Will The U.S. See A Rise In Remote Abortion Treatment?

We recently wrote about the devastating effects of Texas’s extreme abortion law HB-2—and how things were about to get even bleaker for Texas’s 5.5 million reproductive-age women if more of the legislation were to go into effect September 1. Well, we’re happy to report that on Friday a federal judge found its most restrictive provision to be unconstitutional. Which means a dozen clinics have been spared from closing—yay! (But, of course, the anti-abortionists have pledged to battle back in court—boo.) 

This news came a day after the New York Times Magazine published a deep dive called "The Dawn of the Post-Clinic Abortion." The piece was a fascinating (in that rubber-necking-what-is-this-world-we-are-living-in-kinda way) exploration of the realm of abortion rights activists who are seeking new ways of providing safe abortion treatments remotely. 

The article centers on the work of Rebecca Gomperts, a physician and activist, who initially offered abortion treatments to women on boats offshore of countries where abortions are illegal. She has a new strategy now: providing women with mifepristone (previously known as RU-486) and misoprostol, the two drugs that work in tandem to induce miscarriage during the first trimester, via mail. Her service, which she founded eight years ago, is called Women on Web. Women (who are often terrified and desperate) can email the service and, provided they meet the necessary health and geographical requirements, are mailed the correct dosages of the medical abortion drugs, guided as to what they can expect when taking them, and offered a help line if they have questions.

Why Are Such Efforts Necessary? 

According to the World Health Organization, 21.6 million women experience an unsafe abortion worldwide each year, in part because nearly 40% of the world’s population live in countries where abortion is either banned or severely restricted. Of these, 47,000 women die annually from such procedures. 

The recent/ongoing attempts to legislate abortion access into extinction in the United States (reminder: There is but one abortion clinic in all of Mississippi) of course brings up questions surrounding the necessity and appeal of such services for those of us under Uncle Sam’s watch. And according to Women on Web, 40 to 60 of the thousands of emails they receive a month now come from the U.S.—double the number from just two years ago. 

These pleas are often desperate. Take this one from a woman in Florida: “I live in the United States and have no health insurance. I have two children and I am currently out of work, there’s no way I can afford another child. Please help.
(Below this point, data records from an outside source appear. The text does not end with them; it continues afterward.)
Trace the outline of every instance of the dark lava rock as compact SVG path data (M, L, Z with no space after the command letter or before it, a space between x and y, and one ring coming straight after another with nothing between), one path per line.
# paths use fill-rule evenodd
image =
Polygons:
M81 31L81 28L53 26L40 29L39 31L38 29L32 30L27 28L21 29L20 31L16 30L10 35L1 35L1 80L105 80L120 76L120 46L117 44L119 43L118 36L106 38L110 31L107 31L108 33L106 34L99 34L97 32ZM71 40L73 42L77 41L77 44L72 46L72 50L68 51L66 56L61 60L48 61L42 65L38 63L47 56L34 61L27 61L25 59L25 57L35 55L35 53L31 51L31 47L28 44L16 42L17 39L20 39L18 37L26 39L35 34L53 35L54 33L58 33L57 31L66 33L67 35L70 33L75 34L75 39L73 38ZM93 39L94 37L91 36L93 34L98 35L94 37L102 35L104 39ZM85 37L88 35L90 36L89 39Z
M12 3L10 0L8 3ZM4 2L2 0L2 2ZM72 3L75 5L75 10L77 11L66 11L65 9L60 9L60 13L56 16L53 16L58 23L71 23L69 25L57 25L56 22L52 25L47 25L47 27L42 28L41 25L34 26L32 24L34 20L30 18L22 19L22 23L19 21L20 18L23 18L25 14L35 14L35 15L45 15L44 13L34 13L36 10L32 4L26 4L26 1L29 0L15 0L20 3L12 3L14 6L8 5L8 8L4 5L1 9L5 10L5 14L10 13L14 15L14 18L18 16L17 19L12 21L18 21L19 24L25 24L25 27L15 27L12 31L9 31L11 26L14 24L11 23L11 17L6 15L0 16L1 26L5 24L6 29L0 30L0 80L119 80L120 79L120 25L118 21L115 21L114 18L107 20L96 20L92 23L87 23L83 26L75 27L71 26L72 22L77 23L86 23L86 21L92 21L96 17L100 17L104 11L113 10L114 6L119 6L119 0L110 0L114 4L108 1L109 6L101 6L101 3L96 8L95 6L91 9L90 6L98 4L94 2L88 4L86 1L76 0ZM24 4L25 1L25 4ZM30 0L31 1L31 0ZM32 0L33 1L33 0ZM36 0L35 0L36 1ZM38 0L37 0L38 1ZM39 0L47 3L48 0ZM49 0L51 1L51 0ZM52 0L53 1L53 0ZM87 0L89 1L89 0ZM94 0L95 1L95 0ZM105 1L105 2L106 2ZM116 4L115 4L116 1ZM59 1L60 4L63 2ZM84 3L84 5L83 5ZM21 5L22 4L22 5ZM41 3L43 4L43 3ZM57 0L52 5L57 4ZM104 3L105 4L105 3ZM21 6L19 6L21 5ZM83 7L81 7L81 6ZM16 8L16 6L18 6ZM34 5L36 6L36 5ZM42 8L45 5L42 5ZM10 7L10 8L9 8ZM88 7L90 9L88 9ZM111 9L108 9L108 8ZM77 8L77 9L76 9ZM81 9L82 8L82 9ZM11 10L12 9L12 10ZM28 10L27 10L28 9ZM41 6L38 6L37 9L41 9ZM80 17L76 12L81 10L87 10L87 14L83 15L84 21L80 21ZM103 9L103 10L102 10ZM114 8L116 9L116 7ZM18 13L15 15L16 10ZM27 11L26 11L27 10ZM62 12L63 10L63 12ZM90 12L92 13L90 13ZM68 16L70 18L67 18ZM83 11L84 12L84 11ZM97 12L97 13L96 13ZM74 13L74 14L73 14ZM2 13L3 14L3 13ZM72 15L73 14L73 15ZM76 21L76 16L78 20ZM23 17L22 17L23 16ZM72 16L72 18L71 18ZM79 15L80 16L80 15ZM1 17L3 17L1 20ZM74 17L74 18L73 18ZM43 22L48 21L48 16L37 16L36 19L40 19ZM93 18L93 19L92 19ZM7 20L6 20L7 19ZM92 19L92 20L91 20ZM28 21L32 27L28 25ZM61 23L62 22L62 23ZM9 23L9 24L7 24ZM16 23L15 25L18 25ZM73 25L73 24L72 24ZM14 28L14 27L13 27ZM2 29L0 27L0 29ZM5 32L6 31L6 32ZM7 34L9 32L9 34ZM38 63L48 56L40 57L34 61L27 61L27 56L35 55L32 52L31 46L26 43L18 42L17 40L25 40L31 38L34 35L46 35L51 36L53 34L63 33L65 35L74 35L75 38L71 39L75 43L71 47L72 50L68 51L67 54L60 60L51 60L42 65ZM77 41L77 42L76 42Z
I’m desperate.” Yet such emails stemming from America are met with, “We’re sorry, the doctors of Women on Web cannot provide the service in any country with safe abortion services.”

So what are women doing in places like Texas where there are now 19 abortion providers for the entire giant-ass state?
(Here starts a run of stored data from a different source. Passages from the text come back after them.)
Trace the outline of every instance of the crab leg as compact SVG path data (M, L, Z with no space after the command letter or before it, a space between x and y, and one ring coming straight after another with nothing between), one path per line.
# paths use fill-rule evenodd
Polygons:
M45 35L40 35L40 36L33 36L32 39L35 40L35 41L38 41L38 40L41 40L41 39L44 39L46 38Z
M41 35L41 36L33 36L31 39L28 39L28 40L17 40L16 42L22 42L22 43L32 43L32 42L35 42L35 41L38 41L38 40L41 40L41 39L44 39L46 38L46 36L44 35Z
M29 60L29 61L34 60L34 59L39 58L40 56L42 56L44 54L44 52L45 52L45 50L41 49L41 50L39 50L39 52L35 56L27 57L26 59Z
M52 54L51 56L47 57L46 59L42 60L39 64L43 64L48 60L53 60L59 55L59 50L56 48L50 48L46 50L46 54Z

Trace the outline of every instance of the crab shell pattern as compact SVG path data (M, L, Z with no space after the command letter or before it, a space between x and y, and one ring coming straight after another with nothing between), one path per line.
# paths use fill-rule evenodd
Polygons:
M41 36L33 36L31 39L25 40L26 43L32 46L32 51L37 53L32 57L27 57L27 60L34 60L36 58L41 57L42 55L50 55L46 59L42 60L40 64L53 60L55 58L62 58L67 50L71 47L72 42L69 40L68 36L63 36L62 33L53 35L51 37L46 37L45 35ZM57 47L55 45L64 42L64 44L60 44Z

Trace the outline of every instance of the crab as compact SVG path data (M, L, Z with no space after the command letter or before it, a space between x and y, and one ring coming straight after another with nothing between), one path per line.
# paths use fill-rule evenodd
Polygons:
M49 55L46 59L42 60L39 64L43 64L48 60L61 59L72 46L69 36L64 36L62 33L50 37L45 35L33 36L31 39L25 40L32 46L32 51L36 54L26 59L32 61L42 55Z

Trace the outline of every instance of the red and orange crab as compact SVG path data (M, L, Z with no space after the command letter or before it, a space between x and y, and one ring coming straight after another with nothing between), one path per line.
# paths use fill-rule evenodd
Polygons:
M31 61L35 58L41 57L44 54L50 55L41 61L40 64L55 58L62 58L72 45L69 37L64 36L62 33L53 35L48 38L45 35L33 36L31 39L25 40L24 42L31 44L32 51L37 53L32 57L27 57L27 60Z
Data back up that there have been drops in abortions obtained in light of HB-2. After the first wave of closures—when the number of clinics jumped down to 19 from 41—the number of the procedures performed had already fallen by 13% compared to the previous year. 

Self-induction could very well be a part of the picture. Many women in, say, Texas’s impoverished Rio Grande Valley, are already familiar with self-inducing miscarriage, some turning to Vitamin C and herbs, others crossing the border into Mexico to buy misoprostol, where it’s sold over the counter. 

Says Dan Grossman of the Texas Policy Evaluation Project: 

One important reason that women turn to self-induction is because of a lack of clinic-based care. It’s a hypothesis, but it seems likely that given the clinic closures, greater knowledge about self-induction methods, and the high rates of poverty in the area, that this is something more women are going to consider.

So this is where we are as one of the countries that provides “safe abortion services”—our women emailing web-based activists and crossing the Mexican border seeking a medical service that is both desperately needed and theoretically available to us. And though the New York Magazine article identifies how some states and clinics are experimenting with their own versions of providing medical abortions remotely, it’s overall a tragic crossroads to be at—with the specter of the hundreds of thousands of women who either died or sought medical treatment for botched abortions before the practice was legalized seeming to linger ever nigher.